Malgré les efforts importants déployés par les écoles et les médias pour accorder plus d’attention aux compétences financières, le niveau de littératie financière de la population générale reste faible. La gestion de base du budget financier apparaît très difficile pour de nombreuses personnes, sans parler de la compréhension de concepts plus complexes comme la corrélation entre le risque et le rendement, le besoin de diversification ou d’optimisation fiscale.

Malheureusement, la plupart des banques aujourd’hui n’aident pas suffisamment leurs clients à mieux comprendre et gérer leurs finances et les risques associés. De nombreuses banques sont encore organisées en usines de produits essayant de vendre un maximum de produits.

En conséquence, le produit du mois est poussé à un maximum de clients, qui n’ont souvent aucune idée de ce pour quoi ils s’inscrivent, mais font au contraire aveuglément confiance à leur banquier. D’une part, cette confiance en votre banquier est la pierre angulaire du secteur bancaire, mais d’autre part, les banques doivent saisir l’opportunité de devenir plus centrées sur le client et transparentes et de se débarrasser du jargon et du brouillard entourant les produits bancaires.

Des outils divers proposés

De nombreuses banques ont tenté d’accompagner les clients dans leur gestion financière en proposant des outils tels que les applications Personal Finance Management (PFM) et les Robo-Advisors, et en démocratisant des services financiers qui n’étaient jusque-là proposés qu’aux happy few. Malheureusement, la plupart de ces outils aboutissent à des idées et des décisions encore plus complexes à prendre.

Voici des conseils en vidéo en anglais :

Par exemple, dans un outil de GFP, les clients doivent décider de l’affectation des dépenses aux catégories budgétaires, établir des plans budgétaires, faire des prévisions de liquidité… Ces fonctionnalités sont très intéressantes pour ceux qui connaissent déjà la gestion financière et son jargon financier, mais ces clients sont souvent ceux qui ont le moins besoin de ces outils.

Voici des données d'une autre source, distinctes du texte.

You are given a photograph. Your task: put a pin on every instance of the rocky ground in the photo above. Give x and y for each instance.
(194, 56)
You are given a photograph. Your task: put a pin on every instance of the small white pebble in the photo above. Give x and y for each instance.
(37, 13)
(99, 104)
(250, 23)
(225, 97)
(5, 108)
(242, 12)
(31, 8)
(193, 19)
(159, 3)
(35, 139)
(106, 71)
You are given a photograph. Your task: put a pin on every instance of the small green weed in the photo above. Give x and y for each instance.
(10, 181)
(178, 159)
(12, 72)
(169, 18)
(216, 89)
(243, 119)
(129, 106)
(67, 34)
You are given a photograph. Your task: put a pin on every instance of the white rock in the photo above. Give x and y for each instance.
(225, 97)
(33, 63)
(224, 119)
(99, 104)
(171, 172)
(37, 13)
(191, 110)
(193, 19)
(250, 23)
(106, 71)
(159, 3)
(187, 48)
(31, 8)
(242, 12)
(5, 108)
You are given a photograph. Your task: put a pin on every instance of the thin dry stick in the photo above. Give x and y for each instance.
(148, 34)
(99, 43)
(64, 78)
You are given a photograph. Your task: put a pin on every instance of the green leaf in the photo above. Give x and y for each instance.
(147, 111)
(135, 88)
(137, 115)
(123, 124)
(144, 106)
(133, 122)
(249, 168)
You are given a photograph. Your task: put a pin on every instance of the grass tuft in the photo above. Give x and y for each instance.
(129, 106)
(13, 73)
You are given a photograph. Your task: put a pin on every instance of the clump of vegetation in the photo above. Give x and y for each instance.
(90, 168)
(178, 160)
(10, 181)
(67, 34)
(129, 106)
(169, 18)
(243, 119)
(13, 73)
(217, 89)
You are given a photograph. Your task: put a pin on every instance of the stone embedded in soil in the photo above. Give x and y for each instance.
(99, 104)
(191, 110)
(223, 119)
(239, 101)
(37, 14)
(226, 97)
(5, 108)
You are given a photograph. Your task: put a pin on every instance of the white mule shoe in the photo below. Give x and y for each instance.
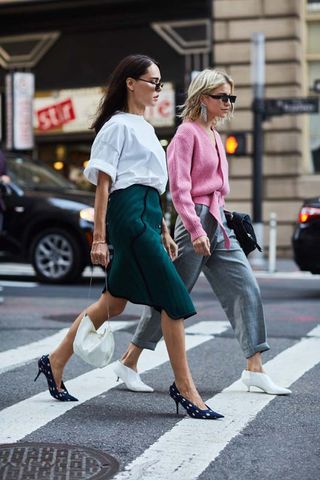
(130, 378)
(262, 381)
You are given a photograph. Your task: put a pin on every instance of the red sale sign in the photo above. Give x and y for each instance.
(55, 115)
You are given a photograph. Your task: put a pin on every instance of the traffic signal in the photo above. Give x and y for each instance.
(236, 144)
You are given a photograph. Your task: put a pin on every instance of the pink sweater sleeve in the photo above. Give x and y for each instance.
(179, 167)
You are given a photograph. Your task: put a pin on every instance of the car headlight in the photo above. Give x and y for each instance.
(87, 214)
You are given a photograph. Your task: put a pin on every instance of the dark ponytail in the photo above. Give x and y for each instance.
(116, 96)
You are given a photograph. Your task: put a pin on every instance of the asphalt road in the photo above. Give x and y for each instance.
(261, 436)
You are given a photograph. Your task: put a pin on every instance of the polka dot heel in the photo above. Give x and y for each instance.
(192, 410)
(45, 368)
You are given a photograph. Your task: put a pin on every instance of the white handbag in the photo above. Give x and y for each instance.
(95, 347)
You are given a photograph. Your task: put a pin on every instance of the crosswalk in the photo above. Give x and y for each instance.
(239, 407)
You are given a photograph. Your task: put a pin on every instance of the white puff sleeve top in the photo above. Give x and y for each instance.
(128, 150)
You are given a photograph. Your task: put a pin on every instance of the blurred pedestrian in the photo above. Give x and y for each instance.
(4, 180)
(198, 176)
(128, 167)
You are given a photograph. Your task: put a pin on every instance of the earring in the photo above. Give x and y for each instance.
(203, 113)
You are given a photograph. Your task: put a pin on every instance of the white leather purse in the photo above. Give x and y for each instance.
(95, 347)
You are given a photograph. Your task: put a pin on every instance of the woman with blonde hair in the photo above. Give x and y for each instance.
(198, 176)
(128, 167)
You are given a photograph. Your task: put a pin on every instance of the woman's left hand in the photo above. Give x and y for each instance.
(170, 245)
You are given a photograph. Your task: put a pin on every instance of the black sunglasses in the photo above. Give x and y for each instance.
(224, 97)
(157, 85)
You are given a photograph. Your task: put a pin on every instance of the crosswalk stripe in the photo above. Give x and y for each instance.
(239, 408)
(16, 357)
(15, 424)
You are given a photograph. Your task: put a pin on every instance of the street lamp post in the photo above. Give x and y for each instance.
(257, 80)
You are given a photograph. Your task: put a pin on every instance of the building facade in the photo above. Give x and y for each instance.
(72, 47)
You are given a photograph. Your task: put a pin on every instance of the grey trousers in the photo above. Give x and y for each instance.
(231, 278)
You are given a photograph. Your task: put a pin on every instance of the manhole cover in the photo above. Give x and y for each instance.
(53, 461)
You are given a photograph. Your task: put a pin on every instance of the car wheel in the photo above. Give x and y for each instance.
(56, 256)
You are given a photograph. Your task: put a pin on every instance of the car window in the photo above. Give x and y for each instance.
(32, 175)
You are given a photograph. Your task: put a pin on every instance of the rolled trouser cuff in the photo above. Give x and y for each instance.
(142, 344)
(262, 347)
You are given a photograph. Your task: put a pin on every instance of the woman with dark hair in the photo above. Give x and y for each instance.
(128, 166)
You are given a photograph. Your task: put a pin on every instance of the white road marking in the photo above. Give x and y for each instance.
(288, 275)
(15, 424)
(315, 332)
(11, 283)
(19, 356)
(187, 458)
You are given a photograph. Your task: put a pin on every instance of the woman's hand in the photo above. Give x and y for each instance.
(99, 254)
(201, 246)
(170, 245)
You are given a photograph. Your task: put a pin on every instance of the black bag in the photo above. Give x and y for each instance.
(242, 226)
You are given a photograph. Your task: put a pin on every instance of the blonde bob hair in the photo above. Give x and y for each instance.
(203, 84)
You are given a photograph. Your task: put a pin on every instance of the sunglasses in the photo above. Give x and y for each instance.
(157, 85)
(224, 97)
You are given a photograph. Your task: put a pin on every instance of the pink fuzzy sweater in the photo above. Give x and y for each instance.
(197, 176)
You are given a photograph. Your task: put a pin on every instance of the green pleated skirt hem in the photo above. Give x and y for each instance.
(141, 271)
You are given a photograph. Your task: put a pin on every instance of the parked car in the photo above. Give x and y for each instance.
(306, 236)
(47, 221)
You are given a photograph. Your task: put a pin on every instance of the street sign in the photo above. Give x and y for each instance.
(291, 106)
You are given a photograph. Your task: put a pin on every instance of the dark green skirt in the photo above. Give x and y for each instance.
(141, 270)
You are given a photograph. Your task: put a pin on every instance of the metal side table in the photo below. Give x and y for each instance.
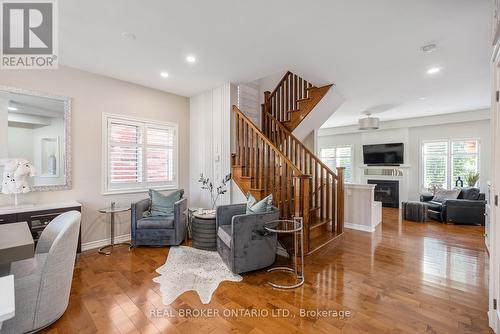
(112, 210)
(295, 227)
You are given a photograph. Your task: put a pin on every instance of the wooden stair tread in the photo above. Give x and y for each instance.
(316, 222)
(303, 99)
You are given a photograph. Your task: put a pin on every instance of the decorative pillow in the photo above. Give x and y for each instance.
(162, 205)
(442, 195)
(469, 193)
(265, 205)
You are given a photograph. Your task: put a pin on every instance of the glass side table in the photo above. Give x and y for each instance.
(295, 227)
(112, 211)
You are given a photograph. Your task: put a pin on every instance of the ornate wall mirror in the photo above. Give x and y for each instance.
(36, 127)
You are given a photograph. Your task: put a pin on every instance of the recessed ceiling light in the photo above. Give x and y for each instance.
(433, 70)
(429, 48)
(129, 35)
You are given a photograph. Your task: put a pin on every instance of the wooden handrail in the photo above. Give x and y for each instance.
(267, 141)
(295, 139)
(286, 96)
(261, 168)
(279, 83)
(326, 198)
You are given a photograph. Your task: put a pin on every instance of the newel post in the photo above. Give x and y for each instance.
(302, 193)
(265, 109)
(340, 199)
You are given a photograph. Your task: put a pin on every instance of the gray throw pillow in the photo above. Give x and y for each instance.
(162, 205)
(265, 205)
(469, 193)
(442, 195)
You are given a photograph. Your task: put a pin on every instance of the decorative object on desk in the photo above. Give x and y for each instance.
(471, 178)
(190, 269)
(264, 205)
(206, 184)
(204, 230)
(15, 177)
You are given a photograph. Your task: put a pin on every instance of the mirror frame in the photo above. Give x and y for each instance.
(67, 136)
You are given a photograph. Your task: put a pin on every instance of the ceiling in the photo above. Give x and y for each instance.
(369, 49)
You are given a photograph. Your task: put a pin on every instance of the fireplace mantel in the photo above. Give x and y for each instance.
(388, 173)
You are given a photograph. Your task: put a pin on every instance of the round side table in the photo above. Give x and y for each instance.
(112, 210)
(295, 227)
(203, 231)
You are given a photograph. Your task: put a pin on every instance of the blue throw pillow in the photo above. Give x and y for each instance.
(163, 205)
(265, 205)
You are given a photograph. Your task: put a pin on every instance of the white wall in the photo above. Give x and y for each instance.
(91, 96)
(23, 139)
(55, 129)
(412, 138)
(210, 142)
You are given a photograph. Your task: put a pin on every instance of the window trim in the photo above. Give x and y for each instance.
(352, 157)
(449, 157)
(105, 190)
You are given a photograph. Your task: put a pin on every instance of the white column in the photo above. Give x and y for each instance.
(4, 125)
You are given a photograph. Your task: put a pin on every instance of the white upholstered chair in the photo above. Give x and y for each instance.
(43, 283)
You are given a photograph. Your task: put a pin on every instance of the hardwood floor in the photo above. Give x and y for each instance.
(405, 278)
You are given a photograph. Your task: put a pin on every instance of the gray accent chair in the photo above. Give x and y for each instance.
(43, 283)
(242, 242)
(158, 230)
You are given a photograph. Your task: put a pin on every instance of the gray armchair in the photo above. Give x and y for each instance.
(158, 230)
(43, 283)
(242, 242)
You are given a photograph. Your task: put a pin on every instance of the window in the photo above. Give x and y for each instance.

Offrir aux clients un score de santé financière simple et transparent

Cette notation doit être visible pour le client final et être similaire à une notation de risque de crédit, mais beaucoup moins binaire. Il vous donne un aperçu du risque financier que vous représentez pour la banque ou pour toute partie faisant affaire avec vous. Ce score de santé financière est composé de 6 parties, à savoir les connaissances et l’expérience (littératie financière), les dépenses / épargne et la planification, la solvabilité, la liquidité, le risque / la protection et la fiabilité. Le scoring permet également d’avoir un aperçu immédiat de votre capacité de remboursement mensuelle disponible. Le produit CPRA de Capilever calcule une telle notation permettant de mieux gérer le risque de contrepartie, mais en même temps, il permet de mieux comprendre votre propre santé financière et les mesures correctives que vous pouvez / devriez prendre pour l’améliorer.

Les différentes parties de notation doivent être calculées par la banque, sur la base des données disponibles au sein de la banque (comme l’historique des transactions du compte), d’autres banques (récupérées via par exemple PSD2), mais aussi de nombreuses autres sources. Plus la banque est en mesure de vous profiler en tant que client, mieux elle sera dans le calcul des différents éléments de notation de la santé financière.